Diese knappe Milliarde zusätzlichen Finanzbedarfs begründete Wedemeier mit den rapide ansteigenden Sozialhilfekosten („drohen uns zu erdrosseln“), mit millionenschweren Nachteilen Bremens durch die Steuerreform sowie mit ansteigenden Zinslasten. Um aus dieser Misere herauszukommen, zeigte er vier Wege auf: Erstens eine erneute Klage Bremens vor dem Verfassungsgericht, um einen veränderten Länderfinanzausgleich zu erreichen (bringt bestenfalls ein Plus von 350 Millionen jährlich). Zweitens eine erneute Initiative der verarmten Bundesländer, um eine Umverteilung der Sozialhilfelasten zu erreichen. Drittens Verhandlungen, die auf eine gezielte finanzielle Entlastung der Stadt

staaten (z.B. beim Wohngeld) hinauslaufen - „wenn die Stadtstaaten überhaupt noch gewollt sind“. Als vierten Weg deutete Wedemeier einen Bonner Wahlsieg der SPD an, die mit bundesrepublikanischen Armenhäusern wie Bremen eventuell gnädiger verfahre.

Im Gegensatz zu den pessimistischen Aussichten für 1995 zeigte Wedemeier sich angetan von den Zahlen für 1988/89. Er hielt dem Senat einen „Konsolidierungserfolg“ von 550 Mio. Mark zugute: 350 Mio. Mark Mehreinnahmen aus dem verbesserten Finanzausgleich sowie 200 Mio. Mark Minderausgaben aufgrund verringerter Personalkosten (in den Jahren 1981-89). Angetan zeigte sich Wedemeier auch davon, daß die Wirtschaft in Bremen wieder wachse - 4.000 Arbeitsplätze seit 1985.
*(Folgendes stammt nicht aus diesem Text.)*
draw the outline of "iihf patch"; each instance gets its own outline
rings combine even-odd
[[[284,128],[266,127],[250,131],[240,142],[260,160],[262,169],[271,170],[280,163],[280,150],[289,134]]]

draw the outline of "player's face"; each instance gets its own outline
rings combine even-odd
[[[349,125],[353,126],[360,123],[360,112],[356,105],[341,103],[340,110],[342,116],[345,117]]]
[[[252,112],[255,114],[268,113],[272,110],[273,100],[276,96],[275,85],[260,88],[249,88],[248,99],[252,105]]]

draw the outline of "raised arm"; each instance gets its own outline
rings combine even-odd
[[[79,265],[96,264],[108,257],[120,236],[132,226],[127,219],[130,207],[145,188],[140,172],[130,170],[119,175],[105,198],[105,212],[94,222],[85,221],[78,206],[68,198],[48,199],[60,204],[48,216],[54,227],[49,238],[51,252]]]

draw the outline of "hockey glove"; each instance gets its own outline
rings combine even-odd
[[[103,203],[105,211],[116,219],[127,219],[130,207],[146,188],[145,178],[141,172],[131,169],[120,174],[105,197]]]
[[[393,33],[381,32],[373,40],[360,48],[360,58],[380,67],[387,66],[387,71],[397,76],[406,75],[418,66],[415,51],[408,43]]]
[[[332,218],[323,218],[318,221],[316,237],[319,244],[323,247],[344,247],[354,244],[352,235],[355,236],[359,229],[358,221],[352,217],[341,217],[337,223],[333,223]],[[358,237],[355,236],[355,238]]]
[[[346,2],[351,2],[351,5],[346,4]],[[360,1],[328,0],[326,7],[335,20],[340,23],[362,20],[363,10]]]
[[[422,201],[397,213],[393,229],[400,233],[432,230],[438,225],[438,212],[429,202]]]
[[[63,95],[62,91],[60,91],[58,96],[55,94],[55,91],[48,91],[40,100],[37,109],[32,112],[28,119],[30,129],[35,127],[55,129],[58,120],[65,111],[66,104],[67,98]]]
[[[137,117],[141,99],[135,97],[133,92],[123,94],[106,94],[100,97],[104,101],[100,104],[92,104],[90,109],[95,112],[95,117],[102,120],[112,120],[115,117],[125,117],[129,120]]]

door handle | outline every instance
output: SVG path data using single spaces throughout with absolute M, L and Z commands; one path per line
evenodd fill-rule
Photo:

Als Reaktion auf den bescheidenen Tarifabschluß der ÖTV sollten 1.300 BremerInnen zusätzlich eingestellt werden. Dies bedeute jedoch nicht, daß im gleichen Umfang neue Stellen geschaffen würden, sondern, daß bereits eingesparte Stellen anders besetzt würden. Mehr Personal hat die Polizei zu erwarten, mehr Personal soll es auch in den Kindertagesheimen geben, damit 1.000 Kinder weniger „draußen“ bleiben müssen. SPD-Fraktionschef Claus Dittbrenner nannte gegenüber Radio Bremen noch zwei aufstrebende Personalbereiche: Die Breitenkultur auf Stadtteilebene sowie die Sozialhilfeabteilungen der Behörden.

B.D.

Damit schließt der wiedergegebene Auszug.